However, it is now looking increasingly likely that a slower U-shaped recovery in economic activity will be seen, as the number of cases and the death toll continue to increase around the world.

 

Stranded VLCC fleet

Three stranded tankers

Singapore-based Mercantile & Maritime Trading has three unemployed very large crude carriers anchored off Mauritius after it terminated all business with Rosneft Trading in order to remain compliant with US sanctions imposed on the Swiss trading unit last month.

Mercantile & Maritime Trading operates eight tankers, including five VLCCs purchased last November. All the vessels were immediately deployed on Venezuelan-Asia routes shipping sanctioned crude for Geneva-based Rosneft Trading.

“Following an extensive review of our live arrangements, we can confirm that any activities impacted by the recent US sanctions will be terminated in accordance with the specified timeline,” MMT owner Murtaza Lakhani  said in a statement released through a London-based public relations company, Hawthorn Advisors.

Rosneft Trading has undertaken most crude oil marketing on behalf of Venezuela’s national oil company PDVSA over the last nine months. The trading subsidiary, but not the oil company, was blacklisted by the US for supporting the regime of Nicolas Maduro, with a wind-down phase expiring on May 20.

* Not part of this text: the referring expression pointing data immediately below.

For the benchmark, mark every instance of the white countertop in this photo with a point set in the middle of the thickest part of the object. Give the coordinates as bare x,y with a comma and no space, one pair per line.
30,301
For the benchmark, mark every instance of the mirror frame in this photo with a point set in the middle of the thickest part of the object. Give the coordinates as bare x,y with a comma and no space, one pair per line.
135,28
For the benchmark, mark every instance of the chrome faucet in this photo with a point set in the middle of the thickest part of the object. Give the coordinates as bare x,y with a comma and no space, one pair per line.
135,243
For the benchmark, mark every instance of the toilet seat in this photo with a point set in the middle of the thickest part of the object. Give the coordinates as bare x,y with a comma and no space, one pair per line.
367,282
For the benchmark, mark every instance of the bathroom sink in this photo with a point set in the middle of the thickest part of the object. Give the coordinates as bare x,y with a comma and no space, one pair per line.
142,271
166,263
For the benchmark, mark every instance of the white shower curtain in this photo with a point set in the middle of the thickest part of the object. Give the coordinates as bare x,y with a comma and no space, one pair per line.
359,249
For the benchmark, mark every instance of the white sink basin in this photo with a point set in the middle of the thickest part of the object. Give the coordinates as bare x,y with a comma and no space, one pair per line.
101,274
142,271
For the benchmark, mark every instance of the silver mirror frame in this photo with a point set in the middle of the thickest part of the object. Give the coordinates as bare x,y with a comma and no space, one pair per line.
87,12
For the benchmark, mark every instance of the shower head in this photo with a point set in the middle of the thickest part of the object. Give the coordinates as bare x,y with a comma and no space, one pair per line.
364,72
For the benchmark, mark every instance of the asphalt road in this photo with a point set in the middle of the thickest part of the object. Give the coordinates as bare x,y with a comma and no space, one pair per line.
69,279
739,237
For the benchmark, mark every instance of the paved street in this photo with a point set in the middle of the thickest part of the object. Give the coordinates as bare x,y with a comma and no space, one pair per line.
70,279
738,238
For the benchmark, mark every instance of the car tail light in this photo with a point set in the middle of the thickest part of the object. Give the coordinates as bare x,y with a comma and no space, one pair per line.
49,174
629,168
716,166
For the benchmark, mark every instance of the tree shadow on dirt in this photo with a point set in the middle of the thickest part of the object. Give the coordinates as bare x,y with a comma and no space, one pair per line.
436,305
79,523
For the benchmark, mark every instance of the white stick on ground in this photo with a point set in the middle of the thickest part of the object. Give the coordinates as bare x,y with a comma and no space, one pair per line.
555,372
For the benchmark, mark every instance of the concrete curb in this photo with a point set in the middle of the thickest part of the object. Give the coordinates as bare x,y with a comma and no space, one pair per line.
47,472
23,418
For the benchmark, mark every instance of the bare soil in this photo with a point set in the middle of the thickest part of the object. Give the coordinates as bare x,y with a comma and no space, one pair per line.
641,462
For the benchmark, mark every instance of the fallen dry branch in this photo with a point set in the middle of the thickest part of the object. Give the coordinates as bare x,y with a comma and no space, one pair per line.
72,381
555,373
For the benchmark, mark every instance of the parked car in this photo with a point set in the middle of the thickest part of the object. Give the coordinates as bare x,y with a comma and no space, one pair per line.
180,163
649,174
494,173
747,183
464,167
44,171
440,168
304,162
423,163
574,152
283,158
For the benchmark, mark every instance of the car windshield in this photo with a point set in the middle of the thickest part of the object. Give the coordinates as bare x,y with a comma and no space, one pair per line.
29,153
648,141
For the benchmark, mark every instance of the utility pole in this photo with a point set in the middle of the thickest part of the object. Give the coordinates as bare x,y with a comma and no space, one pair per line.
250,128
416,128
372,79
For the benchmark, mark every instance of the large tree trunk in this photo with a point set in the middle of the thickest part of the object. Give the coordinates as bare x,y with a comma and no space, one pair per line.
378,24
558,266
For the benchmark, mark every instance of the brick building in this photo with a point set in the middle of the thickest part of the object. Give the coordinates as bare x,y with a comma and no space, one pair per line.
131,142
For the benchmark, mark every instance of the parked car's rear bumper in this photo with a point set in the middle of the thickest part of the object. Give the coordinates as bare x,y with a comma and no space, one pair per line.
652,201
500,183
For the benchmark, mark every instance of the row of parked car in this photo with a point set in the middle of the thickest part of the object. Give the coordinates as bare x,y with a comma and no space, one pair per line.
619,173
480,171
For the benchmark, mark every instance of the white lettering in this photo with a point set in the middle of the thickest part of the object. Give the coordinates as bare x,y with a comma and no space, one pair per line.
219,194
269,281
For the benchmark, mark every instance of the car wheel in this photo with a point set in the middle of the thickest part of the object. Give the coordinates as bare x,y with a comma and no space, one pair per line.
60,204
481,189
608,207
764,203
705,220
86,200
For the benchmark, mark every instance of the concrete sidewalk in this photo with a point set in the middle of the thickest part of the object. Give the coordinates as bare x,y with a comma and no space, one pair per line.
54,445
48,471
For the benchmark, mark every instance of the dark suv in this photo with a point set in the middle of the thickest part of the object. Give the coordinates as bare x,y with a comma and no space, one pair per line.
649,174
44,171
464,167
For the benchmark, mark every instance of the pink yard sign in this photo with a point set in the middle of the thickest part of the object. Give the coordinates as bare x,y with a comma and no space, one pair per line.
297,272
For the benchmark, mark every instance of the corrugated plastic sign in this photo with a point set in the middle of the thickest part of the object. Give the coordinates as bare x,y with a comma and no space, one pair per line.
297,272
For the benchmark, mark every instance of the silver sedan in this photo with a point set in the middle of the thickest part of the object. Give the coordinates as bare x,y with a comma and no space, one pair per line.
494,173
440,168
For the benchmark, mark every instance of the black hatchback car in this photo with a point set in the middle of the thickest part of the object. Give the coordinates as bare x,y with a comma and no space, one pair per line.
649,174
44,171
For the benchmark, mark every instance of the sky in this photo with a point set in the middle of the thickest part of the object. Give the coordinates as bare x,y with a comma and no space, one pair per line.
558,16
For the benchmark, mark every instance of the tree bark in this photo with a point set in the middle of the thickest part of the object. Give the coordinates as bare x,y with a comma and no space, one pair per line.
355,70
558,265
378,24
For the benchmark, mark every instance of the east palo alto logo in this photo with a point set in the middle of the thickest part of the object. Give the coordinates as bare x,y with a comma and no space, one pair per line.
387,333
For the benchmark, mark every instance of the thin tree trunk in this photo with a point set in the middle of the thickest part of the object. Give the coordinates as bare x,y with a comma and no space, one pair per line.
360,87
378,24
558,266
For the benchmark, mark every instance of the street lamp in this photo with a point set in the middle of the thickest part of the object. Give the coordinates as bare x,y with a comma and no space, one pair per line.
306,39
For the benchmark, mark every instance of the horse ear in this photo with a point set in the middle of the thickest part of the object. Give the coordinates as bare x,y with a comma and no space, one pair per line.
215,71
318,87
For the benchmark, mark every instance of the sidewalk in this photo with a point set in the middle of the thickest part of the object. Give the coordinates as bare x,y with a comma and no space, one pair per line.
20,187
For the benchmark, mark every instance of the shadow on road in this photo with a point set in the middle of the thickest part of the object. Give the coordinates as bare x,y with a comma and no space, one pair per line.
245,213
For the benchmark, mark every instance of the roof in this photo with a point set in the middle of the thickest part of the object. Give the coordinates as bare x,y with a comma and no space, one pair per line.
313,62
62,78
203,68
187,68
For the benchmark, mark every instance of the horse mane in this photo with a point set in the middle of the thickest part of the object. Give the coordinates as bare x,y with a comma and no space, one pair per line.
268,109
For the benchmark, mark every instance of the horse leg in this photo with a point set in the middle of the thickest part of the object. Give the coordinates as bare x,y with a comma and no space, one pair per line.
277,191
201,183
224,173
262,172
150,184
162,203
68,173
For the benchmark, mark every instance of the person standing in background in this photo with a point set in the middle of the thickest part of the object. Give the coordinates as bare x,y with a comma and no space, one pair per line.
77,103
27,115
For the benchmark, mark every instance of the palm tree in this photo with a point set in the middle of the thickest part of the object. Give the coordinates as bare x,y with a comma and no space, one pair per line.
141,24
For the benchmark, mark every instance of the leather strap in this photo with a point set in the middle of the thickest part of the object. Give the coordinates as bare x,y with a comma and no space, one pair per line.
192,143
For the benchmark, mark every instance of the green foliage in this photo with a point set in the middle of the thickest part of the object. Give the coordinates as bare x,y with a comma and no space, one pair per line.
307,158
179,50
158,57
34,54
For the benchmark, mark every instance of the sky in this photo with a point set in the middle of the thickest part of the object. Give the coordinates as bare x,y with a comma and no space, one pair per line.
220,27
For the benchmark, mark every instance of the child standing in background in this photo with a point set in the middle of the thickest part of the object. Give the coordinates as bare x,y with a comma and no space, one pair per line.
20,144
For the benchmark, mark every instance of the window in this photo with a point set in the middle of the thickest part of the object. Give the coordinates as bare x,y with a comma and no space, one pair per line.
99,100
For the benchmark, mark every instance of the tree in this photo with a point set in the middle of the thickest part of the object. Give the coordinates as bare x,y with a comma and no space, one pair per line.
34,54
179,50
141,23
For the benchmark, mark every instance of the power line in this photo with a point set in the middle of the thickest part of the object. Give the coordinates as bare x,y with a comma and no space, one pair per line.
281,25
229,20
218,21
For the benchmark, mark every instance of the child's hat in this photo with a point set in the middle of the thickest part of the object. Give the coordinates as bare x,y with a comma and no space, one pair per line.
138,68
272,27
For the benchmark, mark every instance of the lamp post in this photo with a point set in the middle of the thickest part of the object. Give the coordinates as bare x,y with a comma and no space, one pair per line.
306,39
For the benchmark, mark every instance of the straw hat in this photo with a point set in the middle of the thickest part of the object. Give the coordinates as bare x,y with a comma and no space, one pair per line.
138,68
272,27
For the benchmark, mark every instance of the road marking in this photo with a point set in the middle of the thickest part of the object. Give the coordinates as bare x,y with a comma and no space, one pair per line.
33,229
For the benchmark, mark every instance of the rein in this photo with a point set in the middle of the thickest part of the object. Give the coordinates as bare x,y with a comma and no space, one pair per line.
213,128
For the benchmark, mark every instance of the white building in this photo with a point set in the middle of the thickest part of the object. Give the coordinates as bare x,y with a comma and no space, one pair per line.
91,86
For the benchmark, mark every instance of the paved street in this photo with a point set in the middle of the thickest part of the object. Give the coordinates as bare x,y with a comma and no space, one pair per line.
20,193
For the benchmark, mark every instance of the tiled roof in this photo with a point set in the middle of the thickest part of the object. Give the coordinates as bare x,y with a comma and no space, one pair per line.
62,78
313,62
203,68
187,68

Mercantile & Maritime vessels were crucial to a new logistics hub-and-spoke operation established late in 2019 by Rosneft and PDVSA to sell and re-distribute crude.

Lloyd’s List Intelligence tracking data show the vessels were briefly deployed at anchorage off Lome, West Africa, in January, with crude transferred to China-bound vessels via ship-to-ship transfers.

Some of these vessels were also involved in STS operations off Gibraltar, as well as Aruba and Curacao, where PDVSA has onshore storage facilities.

 

Oil risk contained

Polaris Shipping is to speed up the arrival of a bunker barge to offload fuel oils from its very large ore carrier Stellar Banner, which is stranded about 100 km off the coast of Sao Luis, Brazil on the way out of the access channel of Ponta da Madeira maritime terminal.

The 300,630 dwt vessel hit “an unidentified shallow seabed” after departing from the terminal on February 24, with damage found to some ballast water tanks and void space, Polaris Shipping told Lloyd’s List last week.

A potential oil leak from the VLOC has been contained but an anti-pollution team remains on standby. An oil sheen initially spotted at the accident site has disappeared and the oil fence deployed around the vessel as a precautionary measure has been removed.

Lloyd’s List Intelligence data tracking data shows the Marshall Islands-flagged vessel was expected to arrive at Qingdao, China on April 5.